A Beautiful Mind

Biopic | USA 2001 | 135 Minuten

Regie: Ron Howard

Die Lebensgeschichte des an paranoider Schizophrenie erkrankten Mathematikers und Nobelpreisträgers John Forbes Nash. Geschickte Winkelzüge des Drehbuchs, das Nash in einen gefährlichen Regierungsauftrag während des Kalten Krieges verwickelt, und schauspielerische Glanzleistungen sichern die Aufmerksamkeit des Publikums.
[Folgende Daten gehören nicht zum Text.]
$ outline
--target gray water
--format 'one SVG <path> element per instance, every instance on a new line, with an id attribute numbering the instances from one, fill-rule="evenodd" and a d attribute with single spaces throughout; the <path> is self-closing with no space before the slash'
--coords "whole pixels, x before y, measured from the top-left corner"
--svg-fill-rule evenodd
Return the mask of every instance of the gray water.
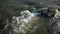
<path id="1" fill-rule="evenodd" d="M 56 34 L 60 32 L 60 12 L 57 9 L 53 18 L 41 17 L 38 12 L 21 11 L 21 16 L 12 17 L 11 22 L 13 34 Z M 47 32 L 46 26 L 49 29 L 52 28 L 53 31 Z"/>

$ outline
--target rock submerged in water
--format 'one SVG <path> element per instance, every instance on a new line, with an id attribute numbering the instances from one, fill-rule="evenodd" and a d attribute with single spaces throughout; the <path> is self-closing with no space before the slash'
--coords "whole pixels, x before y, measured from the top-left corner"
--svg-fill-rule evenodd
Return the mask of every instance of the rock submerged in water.
<path id="1" fill-rule="evenodd" d="M 41 10 L 41 15 L 45 17 L 54 17 L 55 13 L 56 13 L 55 9 L 51 7 Z"/>

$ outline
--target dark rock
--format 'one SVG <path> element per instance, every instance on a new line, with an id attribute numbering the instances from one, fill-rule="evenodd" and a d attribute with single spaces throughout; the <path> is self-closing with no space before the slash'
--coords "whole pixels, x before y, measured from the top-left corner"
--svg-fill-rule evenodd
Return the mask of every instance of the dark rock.
<path id="1" fill-rule="evenodd" d="M 55 13 L 56 13 L 55 9 L 51 7 L 41 10 L 41 15 L 45 17 L 54 17 Z"/>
Dabei hält es Regisseur Ron Howard freilich mehr mit der Beschwörung von Mitleid und Rührseligkeit als mit einer Hinterfragung von Krankheit und Genie. - Ab 16.

Filmdaten

Originaltitel
A BEAUTIFUL MIND
Produktionsland
USA
Produktionsjahr
2001
Regie
Ron Howard
Buch
Akiva Goldsman
Kamera
Roger Deakins
Musik
James Horner
Schnitt
Daniel Hanley · Mike Hill
Darsteller
Russell Crowe (John Nash) · Ed Harris (Parcher) · Jennifer Connelly (Alicia Nash) · Christopher Plummer (Dr. Rosen) · Paul Bettany (Charles)
Länge
135 Minuten
Kinostart
-
Fsk
ab 12; f
Pädagogisches Urteil
- Ab 16.
Genre
Biopic | Drama

Heimkino

Zeitgleich wurden eine Standard Edition und eine Special Edition (2 DVDs) herausgebracht. Beide Versionen enthalten einen dt. untertitelbaren Audiokommentar des Regisseurs, einen dt. untertitelbaren Audiokommentar des Drehbuchautoren sowie ein Feature mit 18 im Film nicht verwendeten Szenen (27 Min.). Die Special Edition beinhaltet zudem u.a. einen Storyboard/Filmvergleich sowie eine Reihe von Kurz-Features zu Teilaspekten des Films.

Verleih DVD
Universal (16:9, 1.78:1, DD5.1 engl./dt.)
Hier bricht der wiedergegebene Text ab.